Indian American women in Chicago network at annual IACS conference


The Indo American Community Services hosted the Annual South Asian Women’s conference at the Naperville Marriott on April 9. The conference, ‘Breaking Barriers – Today’s Women Leaders’, provided an interactive forum to educate and empower women and provide them with networking opportunities to connect, learn and grow in their careers, an IACS press release said.

Suja Chandrasekharan, CIO, Kimberly Clark; Lei Zhang Schlitz, executive vice president, ITW; and Maryam Saleh, vice president, Programs, Matter were the keynote speakers. They shared many aspects of leadership including the challenges they faced along with their personal experiences and practical advice to help professional women achieve their goals.

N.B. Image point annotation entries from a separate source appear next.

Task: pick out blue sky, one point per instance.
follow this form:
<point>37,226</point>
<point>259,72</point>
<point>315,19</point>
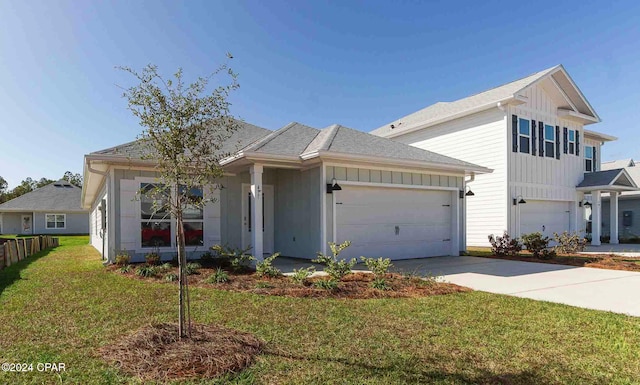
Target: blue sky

The conference began with a welcome note by IACS Executive team member Lakshmi Nagamohan. Chaya Setty, one of the conference organizing team members, introduced the keynote speakers.

Chandrasekharan emphasized on “learning agility where you learn, unlearn and relearn all the time” as this is very crucial to achieve success. “Successful people are reading all the time apart from building a network with others who are specialists in their field,” she said. She also encouraged the participants to interact with people as this is a key part of leadership. Having grown up in India, Chandrasekharan has lived in many countries before moving to the United States. And this, she says, is what prompted her to put a concerted effort to develop and build strong networks for herself which immensely helped in her career growth. Chandrasekharan has more than 25 years of experience in technology and leadership roles in both the consumer packaged goods and retail industries. Her awards includes Top 10 Women in Tech, Top 10 Leader of Digital and Technology, ICONIC Leader for Women in Technology.

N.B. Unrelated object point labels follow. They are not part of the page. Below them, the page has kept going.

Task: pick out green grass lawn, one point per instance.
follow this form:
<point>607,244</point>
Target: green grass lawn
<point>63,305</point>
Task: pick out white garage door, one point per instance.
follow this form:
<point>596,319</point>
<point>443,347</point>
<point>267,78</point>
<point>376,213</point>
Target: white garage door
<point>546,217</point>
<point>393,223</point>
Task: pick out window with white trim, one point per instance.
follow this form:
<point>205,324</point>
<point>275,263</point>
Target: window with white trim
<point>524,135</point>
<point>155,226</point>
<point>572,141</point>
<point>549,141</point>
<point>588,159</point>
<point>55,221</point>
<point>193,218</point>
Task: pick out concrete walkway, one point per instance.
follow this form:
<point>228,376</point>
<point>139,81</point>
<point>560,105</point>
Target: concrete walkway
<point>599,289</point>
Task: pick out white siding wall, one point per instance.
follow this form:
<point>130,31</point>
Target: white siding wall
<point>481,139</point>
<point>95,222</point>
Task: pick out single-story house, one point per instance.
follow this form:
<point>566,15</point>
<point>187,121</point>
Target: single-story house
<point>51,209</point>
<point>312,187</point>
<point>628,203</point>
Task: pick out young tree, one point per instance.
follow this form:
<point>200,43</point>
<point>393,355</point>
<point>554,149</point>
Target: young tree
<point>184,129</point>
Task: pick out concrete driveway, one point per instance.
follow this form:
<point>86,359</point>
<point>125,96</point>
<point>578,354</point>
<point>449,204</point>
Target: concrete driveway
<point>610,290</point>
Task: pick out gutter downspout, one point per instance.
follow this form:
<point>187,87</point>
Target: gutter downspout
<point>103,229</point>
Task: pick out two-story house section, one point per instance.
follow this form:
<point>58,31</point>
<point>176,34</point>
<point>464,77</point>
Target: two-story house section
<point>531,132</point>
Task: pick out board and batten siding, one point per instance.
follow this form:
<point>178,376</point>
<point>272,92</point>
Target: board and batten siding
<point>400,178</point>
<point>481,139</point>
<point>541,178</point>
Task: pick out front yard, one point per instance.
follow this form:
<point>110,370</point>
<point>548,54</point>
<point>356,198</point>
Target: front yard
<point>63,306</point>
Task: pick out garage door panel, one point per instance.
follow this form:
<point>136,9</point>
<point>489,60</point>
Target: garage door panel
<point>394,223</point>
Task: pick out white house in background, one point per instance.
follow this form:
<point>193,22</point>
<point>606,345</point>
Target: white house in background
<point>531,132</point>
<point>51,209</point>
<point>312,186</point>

In her talk, Zhang Schlitz mentioned about paying attention to the highest and lowest points in one’s career. “Building a career is like a marathon and is not a sprint,” she reminded the audience. Having grown up in China, she said she faced language and cultural challenges but rose to the occasion to improve her communication skills and personality development. Zhang Schlitz also advised participants to be open to constructive criticism and use it to improve themselves. Zhang Schlitz was elected as the Executive Vice President of ITW in September 2015. She oversees the entire $2.2 billion global portfolio of the ITW food equipment segment business, the press release said.

Saleh talked about the role of entrepreneurs in healthcare and encouraged the participants to continue their efforts and pursue their dreams, no matter what hurdles they face. Born in the UK, Salehis an immigrant from Iran who lived in Canada before moving to the United States. She talked about how important it is to make an effort to fit in. This improves your chances of success, whether it is the workplace or your personal lives, she said. Saleh was also featured in Crain’s Chicago Business 40 under 40 list in 2016.

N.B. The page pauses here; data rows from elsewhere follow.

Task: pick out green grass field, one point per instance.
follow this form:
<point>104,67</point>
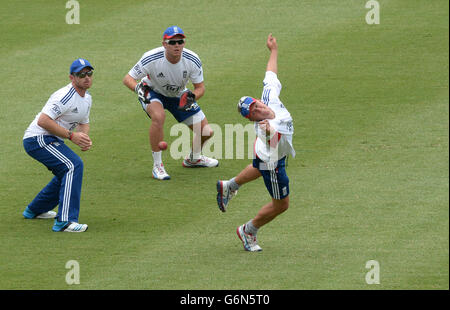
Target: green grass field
<point>370,181</point>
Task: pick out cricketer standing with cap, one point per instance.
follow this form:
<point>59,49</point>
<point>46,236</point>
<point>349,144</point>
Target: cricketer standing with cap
<point>274,130</point>
<point>64,116</point>
<point>164,73</point>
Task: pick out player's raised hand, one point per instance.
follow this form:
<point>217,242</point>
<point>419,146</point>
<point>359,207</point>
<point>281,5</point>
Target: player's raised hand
<point>82,140</point>
<point>272,42</point>
<point>264,125</point>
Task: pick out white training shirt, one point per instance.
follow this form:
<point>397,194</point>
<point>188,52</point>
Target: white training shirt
<point>66,107</point>
<point>282,123</point>
<point>164,77</point>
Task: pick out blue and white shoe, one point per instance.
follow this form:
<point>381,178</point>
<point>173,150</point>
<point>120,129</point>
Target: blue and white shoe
<point>28,214</point>
<point>160,173</point>
<point>203,161</point>
<point>69,227</point>
<point>249,240</point>
<point>224,194</point>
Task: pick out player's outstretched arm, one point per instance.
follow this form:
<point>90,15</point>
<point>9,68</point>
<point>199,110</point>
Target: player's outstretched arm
<point>272,64</point>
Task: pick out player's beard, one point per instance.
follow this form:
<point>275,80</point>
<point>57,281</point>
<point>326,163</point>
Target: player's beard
<point>84,83</point>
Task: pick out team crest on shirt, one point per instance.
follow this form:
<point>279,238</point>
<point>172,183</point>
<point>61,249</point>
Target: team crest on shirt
<point>137,69</point>
<point>56,109</point>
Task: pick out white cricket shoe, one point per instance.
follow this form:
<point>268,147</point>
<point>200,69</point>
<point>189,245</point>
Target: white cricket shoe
<point>224,194</point>
<point>75,227</point>
<point>47,215</point>
<point>69,227</point>
<point>203,161</point>
<point>160,173</point>
<point>249,241</point>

The presentations were followed by a Q&A session moderated by Sunita Rachapalli and Radha Balwani in which panelists addressed questions from participants. Some of the questions were focused on handling work life balance, mentoring, entrepreneurship, and personality development.

The conference also featured local women entrepreneurs – Shalini Patel, founder of Inspire Girls Academy and Rita Chevli, founder of Shuban Designs. Patel’s work revolves around breaking down traditional gender roles and inspiring girls to believe that they can achieve or become anything they desire. The curriculum and learning at Inspire Girls Academy focusses on STEM education, with emphasis on supporting them to build the skills and habits of mind that are developmentally appropriate.

Chevli is a local Chicago artist who began her career in arts by earning a degree in Fine Arts in India. Her time spent living in Japan, China and America has influenced her jewelry design today. She started working in silver in 2004, but since then has branched out by incorporating different metals in her jewelry.